[NFBSF] Cane Share: That Old Cane You’ve Been Hanging On To Still Has Work to Do
Laura Millar
laura at lauramillar.com
Wed Nov 5 14:02:04 UTC 2025
Hello NFBSF chapter members!
If you’re part of the blind community, you probably have a couple of canes
tucked away. One might be too short. Another too clunky. Maybe you don’t
like the sound the tip makes. Or maybe it’s from your early training
days—before you found the one that really worked for you. Some of us hold
on to old canes just in case. Others hold on to them because they remind us
of how far we’ve come.
However that cane came into your life, your story with it is personal. And
while it may no longer be right for you, it could be exactly what someone
else needs to begin their journey.
The cane you don’t use anymore could change everything.

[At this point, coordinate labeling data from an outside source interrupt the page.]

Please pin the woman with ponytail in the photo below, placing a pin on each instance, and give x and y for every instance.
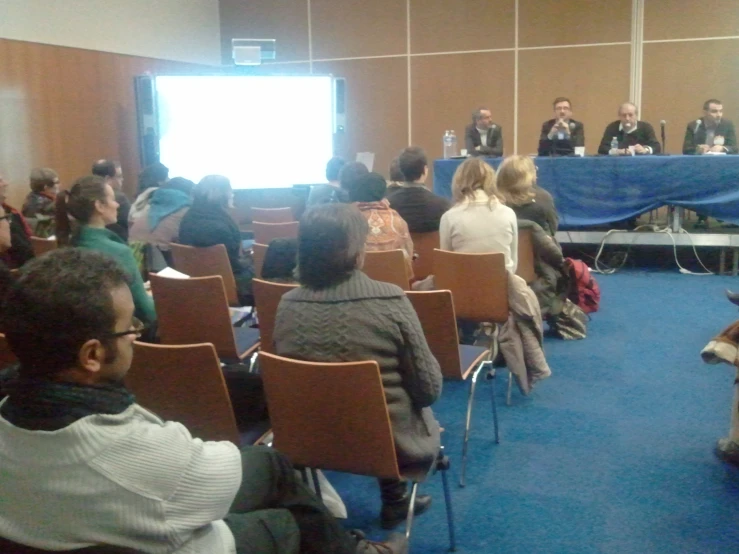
(82, 214)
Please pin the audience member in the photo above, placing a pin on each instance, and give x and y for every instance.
(387, 230)
(338, 314)
(479, 222)
(38, 209)
(418, 206)
(111, 170)
(208, 223)
(280, 261)
(91, 202)
(516, 180)
(21, 249)
(83, 464)
(331, 191)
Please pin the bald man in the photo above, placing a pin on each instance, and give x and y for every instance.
(629, 131)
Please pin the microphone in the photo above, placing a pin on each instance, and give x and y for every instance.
(662, 124)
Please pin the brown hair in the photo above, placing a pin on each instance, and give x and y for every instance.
(78, 202)
(516, 180)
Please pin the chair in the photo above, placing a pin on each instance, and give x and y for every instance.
(264, 233)
(192, 311)
(162, 377)
(388, 266)
(525, 268)
(267, 297)
(206, 262)
(323, 430)
(42, 246)
(424, 244)
(435, 310)
(479, 286)
(258, 252)
(272, 215)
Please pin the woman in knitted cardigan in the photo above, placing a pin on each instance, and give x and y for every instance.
(338, 314)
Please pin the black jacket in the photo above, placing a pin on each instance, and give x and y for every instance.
(563, 147)
(495, 141)
(644, 135)
(695, 134)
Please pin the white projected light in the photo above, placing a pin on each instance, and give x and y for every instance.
(260, 132)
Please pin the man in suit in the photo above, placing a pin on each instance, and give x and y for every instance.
(560, 135)
(483, 137)
(630, 132)
(710, 133)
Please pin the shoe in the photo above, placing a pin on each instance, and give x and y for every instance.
(396, 543)
(728, 451)
(394, 514)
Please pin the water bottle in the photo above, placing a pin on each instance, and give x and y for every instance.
(614, 145)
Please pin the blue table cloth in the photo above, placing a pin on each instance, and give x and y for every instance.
(602, 189)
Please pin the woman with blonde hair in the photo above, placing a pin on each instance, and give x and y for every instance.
(479, 222)
(517, 186)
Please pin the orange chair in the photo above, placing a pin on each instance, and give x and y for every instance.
(424, 245)
(388, 266)
(267, 297)
(42, 246)
(264, 233)
(272, 215)
(323, 430)
(435, 310)
(206, 262)
(192, 311)
(525, 268)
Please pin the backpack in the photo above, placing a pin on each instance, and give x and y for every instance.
(583, 290)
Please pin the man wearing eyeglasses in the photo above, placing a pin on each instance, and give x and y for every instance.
(710, 134)
(83, 464)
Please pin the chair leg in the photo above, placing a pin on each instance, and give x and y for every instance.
(411, 509)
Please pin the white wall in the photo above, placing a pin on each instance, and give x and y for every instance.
(183, 30)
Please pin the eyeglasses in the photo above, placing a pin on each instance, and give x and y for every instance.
(137, 328)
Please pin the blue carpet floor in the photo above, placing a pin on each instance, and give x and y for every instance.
(612, 454)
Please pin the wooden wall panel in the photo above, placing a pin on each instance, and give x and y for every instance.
(595, 78)
(352, 28)
(673, 19)
(471, 25)
(446, 90)
(377, 107)
(283, 20)
(668, 94)
(556, 22)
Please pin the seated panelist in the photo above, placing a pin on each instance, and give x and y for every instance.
(560, 135)
(483, 137)
(629, 132)
(710, 133)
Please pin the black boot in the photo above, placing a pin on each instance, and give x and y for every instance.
(395, 500)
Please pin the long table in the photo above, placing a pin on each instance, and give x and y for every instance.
(602, 189)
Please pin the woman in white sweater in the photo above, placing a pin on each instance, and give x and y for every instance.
(479, 222)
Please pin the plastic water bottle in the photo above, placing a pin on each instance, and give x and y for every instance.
(614, 145)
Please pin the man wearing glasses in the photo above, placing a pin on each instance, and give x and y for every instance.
(710, 134)
(83, 464)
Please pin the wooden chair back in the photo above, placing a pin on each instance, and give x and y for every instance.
(388, 266)
(424, 244)
(184, 384)
(479, 284)
(525, 268)
(272, 215)
(266, 232)
(42, 246)
(258, 252)
(267, 297)
(435, 310)
(342, 424)
(192, 311)
(206, 262)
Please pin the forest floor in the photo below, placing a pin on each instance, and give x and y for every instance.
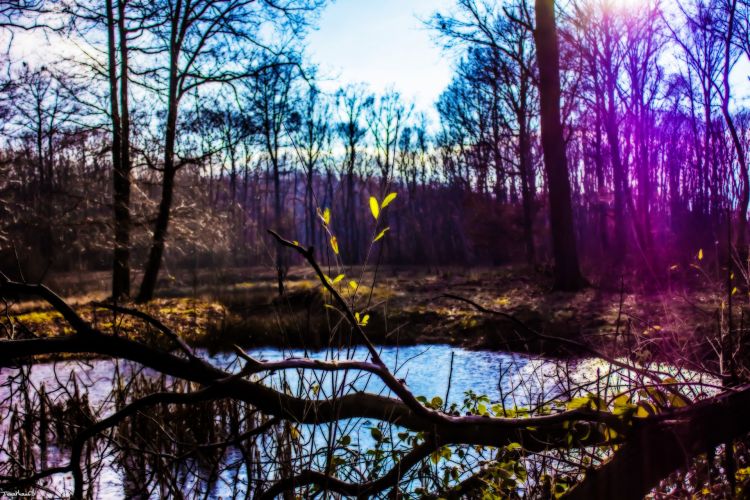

That simple idea is what sparked the creation of the You Cane Give
Initiative. Its founders, James Boehm and Marc Companion, are blind
advocates who realized that while many of us in the U.S. have extra canes
sitting unused in closets or garages, blind people in other parts of the
world are navigating life without even one. They saw the gap—and decided to
do something about it.
In many places around the world, blindness is highly stigmatized. Blind
people are discouraged from moving freely, and tools like white canes,
training, and even organized blind advocacy are limited or unavailable. But
when someone receives a cane and is supported in using it confidently and
proudly, it’s not just mobility that changes—it’s perception, access, and
self-determination.
You Cane Give collects donated canes from across the U.S. and puts them
directly into the hands of blind people in communities around the world,
from Uganda to India, Mexico to Bolivia. Their work is rooted in the same
values many of us know through structured discovery: blind people are
competent, resourceful, and powerful when given the right tools and
expectations. One of their team members, Marc Companion, is a graduate of
the Colorado Center for the Blind and a blind Orientation and Mobility
instructor who brings those values to each cane they deliver.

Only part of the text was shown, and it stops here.